I considered what to do with this block of time. My world often feels so small during treatments. Maybe we should rent a villa in Italy? Visit friends in Greece? Take the kids on a tour of Europe? Go to Hawaii? Alaska? Australia?

A feeling of accomplishment feels wonderful and would be a nice change. Should I begin a new knitting project? Acquire a new skill? Read my pile of books? Write a book? Return to rowing? Organize our home? (ha ha ha ha)

Connection feeds my soul. Maybe I should jump onto the already-moving train that is my family. I could actually be present for my children at their events and spend time with my husband. We could visit friends and help others. We could strengthen each other and laugh and have fun.

I haven’t figured out how to do all of this, and it might not be possible. But if I don’t select something, I may end up not doing anything.

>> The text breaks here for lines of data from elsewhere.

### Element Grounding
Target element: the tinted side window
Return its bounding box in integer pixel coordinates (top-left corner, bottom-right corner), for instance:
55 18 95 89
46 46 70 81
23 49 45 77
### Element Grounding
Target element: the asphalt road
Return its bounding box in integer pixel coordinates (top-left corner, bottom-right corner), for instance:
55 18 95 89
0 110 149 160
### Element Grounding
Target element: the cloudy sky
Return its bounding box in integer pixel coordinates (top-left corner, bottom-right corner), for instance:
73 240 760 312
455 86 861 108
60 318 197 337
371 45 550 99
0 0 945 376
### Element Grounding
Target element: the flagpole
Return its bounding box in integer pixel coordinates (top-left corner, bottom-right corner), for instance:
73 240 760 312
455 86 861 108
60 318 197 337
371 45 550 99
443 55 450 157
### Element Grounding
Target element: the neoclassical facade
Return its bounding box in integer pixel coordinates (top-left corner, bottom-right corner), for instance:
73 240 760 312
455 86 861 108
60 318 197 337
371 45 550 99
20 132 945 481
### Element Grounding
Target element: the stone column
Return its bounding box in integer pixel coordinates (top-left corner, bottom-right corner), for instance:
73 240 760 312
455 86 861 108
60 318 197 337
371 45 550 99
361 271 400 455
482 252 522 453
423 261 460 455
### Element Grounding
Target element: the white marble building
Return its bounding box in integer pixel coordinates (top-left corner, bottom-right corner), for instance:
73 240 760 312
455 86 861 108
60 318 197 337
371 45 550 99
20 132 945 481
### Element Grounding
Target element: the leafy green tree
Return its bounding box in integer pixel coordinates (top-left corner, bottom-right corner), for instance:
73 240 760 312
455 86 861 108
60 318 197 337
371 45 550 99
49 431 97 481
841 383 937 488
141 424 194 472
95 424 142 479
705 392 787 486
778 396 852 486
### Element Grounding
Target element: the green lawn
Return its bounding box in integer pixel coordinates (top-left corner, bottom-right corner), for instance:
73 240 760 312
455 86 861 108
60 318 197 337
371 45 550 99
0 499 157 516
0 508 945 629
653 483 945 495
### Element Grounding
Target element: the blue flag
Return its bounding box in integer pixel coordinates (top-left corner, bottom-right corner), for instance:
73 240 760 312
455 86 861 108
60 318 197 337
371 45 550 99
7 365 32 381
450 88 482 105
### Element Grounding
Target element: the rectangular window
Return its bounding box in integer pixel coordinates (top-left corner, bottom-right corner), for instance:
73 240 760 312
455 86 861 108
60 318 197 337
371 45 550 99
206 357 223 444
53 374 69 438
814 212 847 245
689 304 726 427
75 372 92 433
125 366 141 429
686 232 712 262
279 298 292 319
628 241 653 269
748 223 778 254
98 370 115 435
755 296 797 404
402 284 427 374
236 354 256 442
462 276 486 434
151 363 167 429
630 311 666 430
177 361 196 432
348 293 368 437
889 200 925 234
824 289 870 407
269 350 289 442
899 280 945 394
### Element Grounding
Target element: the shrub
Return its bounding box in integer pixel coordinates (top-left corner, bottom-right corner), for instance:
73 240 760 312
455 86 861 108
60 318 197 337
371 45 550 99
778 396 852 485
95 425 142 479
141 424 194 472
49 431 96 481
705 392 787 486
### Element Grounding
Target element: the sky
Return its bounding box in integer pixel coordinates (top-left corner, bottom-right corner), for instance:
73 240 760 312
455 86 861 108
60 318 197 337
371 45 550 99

How to decide? I considered what I miss the most when I am doing chemo. I miss the ordinary. I miss taking a shower, eating without nausea and moving without being tethered to a tube.

I miss thinking about what my family needs and being able to act on it. I miss easy laughter and relaxing times with family and friends. I miss exercise. I miss helping others. I miss traveling. I miss the ability to plan ahead.

So I’m working through all this while I enjoy cooking our daily meals, the impromptu visits of our friends (both adult and children!), and all the busyness that accompanies the end of the school year. No decisions yet, but maybe soon.

I suspect that my birthday will be an ordinary day, driving kids here and there, cooking creatively and seeing friends. And that is just perfect.

Excerpted from The Parent’s Tao Te Ching, Ancient Advice for Modern Parents by William Martin. Good words for me to remember for myself.

From the chapter Make the Ordinary Come Alive

Help them instead to find the wonder
and the marvel of an ordinary life.

Show them the joy of tasting
tomatoes, apples and pears.

Show them how to cry
when pets and people die.

Show them the infinite pleasure
in the touch of a hand.

And make the ordinary come alive for them.
The extraordinary will take care of itself.

Thank you thank you thank you for your very presence, making my very ordinary life to feel extraordinary in the most beautiful ways.